The following “essay” is a glimpse inside my mind when I sit down and attempt to write because I have free time and I know it’s what I’m supposed to be doing. I have filled it with fun gifs to make it more interesting and possibly even more difficult to follow. Happy Holidays to all you fucks who make it look so easy.
Here I am… I have the morning off. Four more free hours before I have to go to work at my job. My stupid stupid job. I have to write something…
Write write write. I’m hungry? Maybe I could write more if I had some food. Like a hot sandwich… Oof, but I should be dieting to an extent no? WRITE SOMETHING. Taco salad could be good. Does anyone deliver taco salads? The Thai place down the street delivers… And I suppose the pizza places do too and they technically have salads.
WORDS. I could just order take out. That would only require leaving for 15 minutes tops. If I’m quick enough I might not even have to change out of my pajamas. Pilot script about pajamas? A pair of hilarious pajamas starts their new job at an office…

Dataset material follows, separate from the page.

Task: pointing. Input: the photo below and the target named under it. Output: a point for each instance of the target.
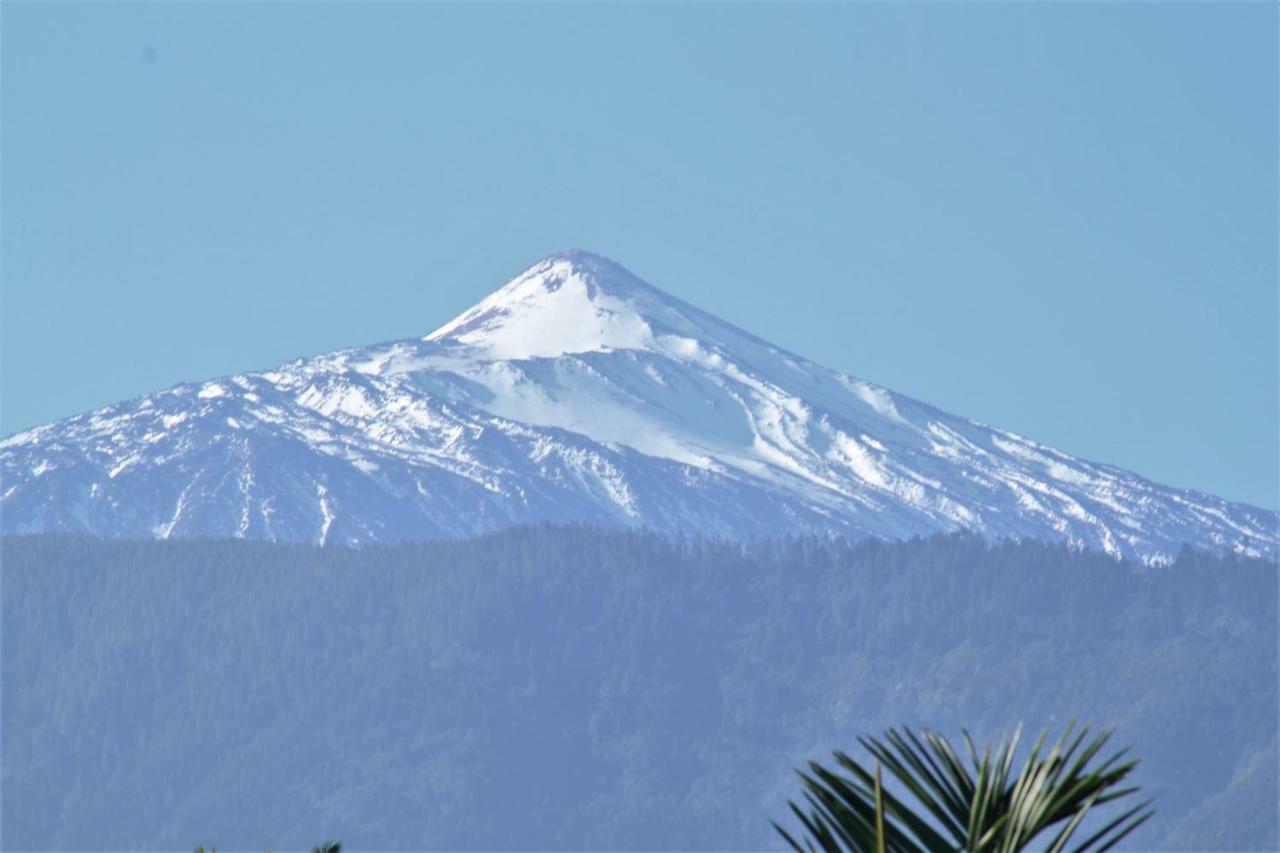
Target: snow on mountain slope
(577, 393)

My hair isn’t dirty yet I don’t think. You’re really not supposed to wash it everyday anyway. My holiday party is tomorrow, I need to shave my legs before then. A girl goes to a holiday party and meets the love of her life. Been done. A lot. Someone just texted me saying they can’t come to the holiday party. One less person showing up. Girl goes to holiday party, gonna meet the love of her life, but then he cancels last minute because of work and they never meet. What the fuck is that? I’m just writing two seperate stories about people who are soulmates? That’s dumb.

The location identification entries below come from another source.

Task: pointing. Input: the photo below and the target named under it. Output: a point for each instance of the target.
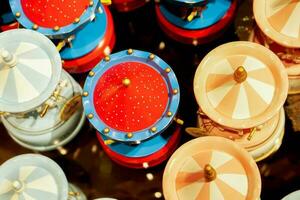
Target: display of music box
(128, 5)
(278, 23)
(35, 177)
(40, 103)
(195, 22)
(240, 88)
(131, 98)
(56, 19)
(88, 45)
(210, 168)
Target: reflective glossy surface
(85, 163)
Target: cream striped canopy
(279, 20)
(34, 73)
(236, 174)
(32, 177)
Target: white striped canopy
(31, 81)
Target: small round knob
(126, 82)
(240, 74)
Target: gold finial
(130, 51)
(107, 58)
(151, 56)
(106, 130)
(85, 94)
(153, 129)
(76, 20)
(168, 69)
(35, 27)
(56, 28)
(91, 73)
(240, 74)
(18, 14)
(210, 173)
(126, 82)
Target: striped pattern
(231, 181)
(37, 184)
(29, 78)
(283, 15)
(240, 100)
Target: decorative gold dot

A movie about a holiday party that didn’t have a cheese plate because the person in charge of that cancelled the day before, then a radioactive waste can flies through the window and infects everyone inside. They wouldn’t have been infected had they eaten cheese because that is the antidote. So now they have super powers… If I had super powers I would rob banks. Not hurt anybody, just… Not have to go to my stupid job. And to buy a bunch of salads so I don’t have to move when I want to eat one. That movie idea wouldn’t work. It’s silly. Plus too many main characters.
WRITE. If I ditched the idea of a salad I could just order a pizza and be done with it. Wait no, then I’m ditching my idea of a diet. A sketch about pizza that makes you thin because it’s made completely of laxatives and caffeine.
My dogs are dumb. I have turkey burgers in my fridge. I should just make one of those… Oh I have hummus too. And an uncut cucumber. Hummus, turkey burger, cucumbers. What to write… I think it’s time to write the treatment for the dart movie… God dammit the dart movie… No. Not yet. YES. Where am I? I’m going to bed.